Esse modelo neoliberal está gerando um apartheid social no país, e na educação não é diferente. A luta em defesa da educação pública e gratuita iniciada no Chile nos últimos meses destaca-se pelo amplo apoio da população. Além de marchas que reúne 200 mil pessoas, as escolas e universidades privatizadas estão tomadas pelos estudantes. A luta pela educação pública e gratuita transformou-se na principal luta política no Chile e resistência ao modelo neoliberal.

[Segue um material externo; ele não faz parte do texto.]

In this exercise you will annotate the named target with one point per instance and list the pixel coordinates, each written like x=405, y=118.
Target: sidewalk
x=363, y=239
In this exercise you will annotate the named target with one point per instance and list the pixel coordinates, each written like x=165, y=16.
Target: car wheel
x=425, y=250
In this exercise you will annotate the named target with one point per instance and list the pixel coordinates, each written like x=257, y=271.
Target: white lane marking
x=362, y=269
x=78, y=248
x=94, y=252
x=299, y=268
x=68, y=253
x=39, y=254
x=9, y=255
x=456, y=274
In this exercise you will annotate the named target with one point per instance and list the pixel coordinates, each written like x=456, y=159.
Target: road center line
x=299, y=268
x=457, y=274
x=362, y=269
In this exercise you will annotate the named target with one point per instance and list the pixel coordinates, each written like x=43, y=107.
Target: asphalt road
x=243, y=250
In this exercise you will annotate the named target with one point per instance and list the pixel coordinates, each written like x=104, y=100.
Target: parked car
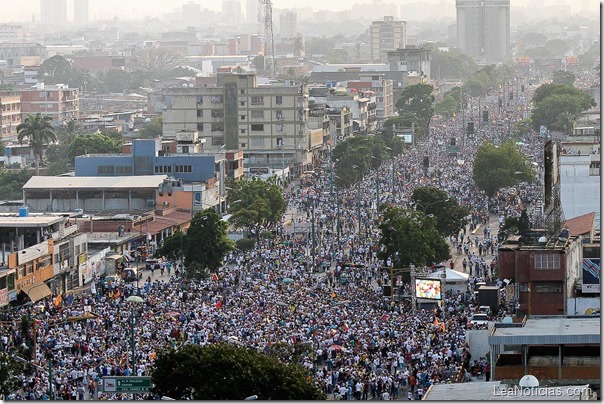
x=152, y=264
x=479, y=319
x=131, y=275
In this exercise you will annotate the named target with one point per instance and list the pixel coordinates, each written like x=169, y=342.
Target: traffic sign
x=126, y=384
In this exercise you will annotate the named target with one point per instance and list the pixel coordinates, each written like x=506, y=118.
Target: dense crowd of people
x=329, y=298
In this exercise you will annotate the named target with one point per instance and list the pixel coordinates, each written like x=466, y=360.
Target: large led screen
x=428, y=289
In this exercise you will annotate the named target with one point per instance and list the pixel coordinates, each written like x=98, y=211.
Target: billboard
x=591, y=275
x=428, y=289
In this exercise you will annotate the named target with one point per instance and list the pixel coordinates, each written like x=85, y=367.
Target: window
x=105, y=170
x=182, y=169
x=548, y=287
x=163, y=169
x=123, y=170
x=547, y=261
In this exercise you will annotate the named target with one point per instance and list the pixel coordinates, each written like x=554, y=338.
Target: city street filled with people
x=324, y=291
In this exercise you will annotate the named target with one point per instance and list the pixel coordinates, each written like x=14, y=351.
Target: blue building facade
x=145, y=159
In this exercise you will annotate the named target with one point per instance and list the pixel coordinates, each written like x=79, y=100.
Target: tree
x=206, y=243
x=497, y=167
x=152, y=129
x=564, y=77
x=38, y=131
x=94, y=143
x=417, y=99
x=450, y=217
x=226, y=372
x=259, y=205
x=410, y=237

A educação, saúde, saneamento, segurança, habitação, transporte e outros direitos sociais estão todos privatizados (entregues) para as empresas multinacionais que lucram alto. A legislação neoliberal de Pinochet legitimou a educação superior e secundária de mercado. Atualmente as famílias chilenas são responsáveis por financia a educação superior de seus filhos. Nas universidades, chamadas de “públicas”, os alunos pagam taxas de matrícula e as mensalidades custam mais que um salário mínimo. A mensalidade de curso superior no Chile pode chegar a 300 mil pesos chilenos mensalmente, enquanto o salário mínimo no Chile é 182 mil pesos.

Atualmente, mais de 100 mil estudantes encontram-se em situação de inadimplência, com uma dívida média de 2.700.000 milhões de pesos chilenos. Em um país em que mais de um milhão de pessoas recebe por mês salário mínimo, é perfeitamente possível entender porque os mais pobres ficam fora da universidade.

O desenvolvimento das chamadas universidades-empresa, privatizada, funcionam por meio de direções privadas que não asseguram a adequada informação de qualidade e transparência. Nelas, a gestão da educação obedece à lógica do baixo custo: professores com baixos salários e com avaliação de desempenho para que sejam identificados como culpados pelo caos no ensino, chamado de “público” e falta de material acadêmico. Entretanto, as mensalidades pagam, obrigatoriamente, pelas famílias, são elevadas, mesmo o Estado chileno garantindo recursos para funcionamento desses estabelecimentos escolares.

Quanto à situação do ensino secundário é muito parecido com o ensino superior. O financiamento dos colégios “públicos” é realizado pelas empresas, gerando uma desigualdade profunda de acesso a educação. A melhor educação está nos colégios privados onde os filhos das elites estudam situação que garantirá o acesso desses estudantes, as universidades. Já os alunos pobres convivem com o sucateamento das escolas “públicas”, supostamente financiadas pela iniciativa privada, realidade que impede o ingresso dos estudantes de baixa renda ao ensino superior.

Nas manifestações participaram alunos, professores, trabalhadores públicos e representantes de sindicatos empresariais que aumentaram sua solidariedade com os estudantes, após a feroz repressão do governo de Sebastian Piñera durante os protestos. Milhares de jovens foram detidos durante as manifestações, devido à estratégia das autoridades de não autorizar a marcha para aumentar a raiva e criminalizar o movimento social. Os movimentos pretendem mudar a Constituição Política de 1980, elaborada pelos mesmos personagens que agora governam junto com Sebastian Piñera, o multimilionário presidente do Chile

O irmão do atual presidente José Piñera é o formulador da legislação atual em matéria trabalhista, mineira e previdenciária durante o governo do ditador Pinochet. A mobilização dos trabalhadores pretende mudar justamente o panorama deixado pelo primogênito dos Piñera, cujo modelo de sociedade enfrenta a resistência dos chilenos que apóiam o movimento dos trabalhadores e estudantes que defendem o fim do lucro na educação pública para que esta seja gratuita.

A resposta do governo à greve foi a de sempre: deslegitimar os movimentos sociais, assinalando que a greve custará cerca de US$ 400 milhões à economia local. Se consideramos a má distribuição de renda no país, onde 94% da população recebe apenas 6% da riqueza, isso demonstra que o povo chileno já vem perdendo, há muito tempo, com falta de educação, saúde, saneamento, segurança, habitação e transporte público.